Another idea that creators should listen to how people respond to their work is something I don’t think I’ve ever done intentionally. I’ve tested projects to see if they work, but I haven’t truly observed how people feel or what unexpected things they do with it. It also reminded me of another reading we had earlier about interaction being a conversation, not just a monologue from the author. I think I would like to try building projects that leave room for interpretation and do unexpected things.

Week 9: Sensor Assignment

My Concept

The project is a thermometer system that uses an analog temperature sensor and a button switch to control three LEDs: blue for cold (22°C and below), green for moderate temperatures (24°C to 27°C), and red for warmer temperatures (27°C and above).

The button works as a power switch, making the LED that matches the current temperature light up. At first, I wanted all the LEDs to turn on when the button was pressed and then, after touching the temperature sensor, have only the LED for the detected temperature stay on. But that didn’t work out, so I adjusted the setup to make the button directly activate the correct LED based on the sensor’s reading.

Set-up

 

Code

Github Code

Highlight:

As the temperature sensor doesn’t directly give the temperature, I had to convert the initial number (an ADC reading) into volts, then into millivolts  and then use a formula to calculate the temperature in Celsius.
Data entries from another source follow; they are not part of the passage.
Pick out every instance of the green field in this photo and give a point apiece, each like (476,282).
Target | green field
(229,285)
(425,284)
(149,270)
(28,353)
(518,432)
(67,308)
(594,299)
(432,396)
After that, I converted it into Fahrenheit

reading = analogRead(sensorPin);  
volts = reading * aref_voltage / 1023.0;
millivolts = 1000 * volts;
degreesC = (millivolts - 500) / 10;
degreesF = (degreesC * 9 / 5) + 32;

Reflections

This project taught me how important it is sometimes to start completely from scratch. In my first attempts, the TMP sensor got overheated, which was most likely because I positioned some components in a way that caused issues in the circuit. I ended up having to rebuild everything a few times. It was frustrating at first, but ultimately a great learning experience. To refine my future projects, i’d love to experiment with more sensors in our kit and see how it goes. Overall, i enjoyed the creation of this project.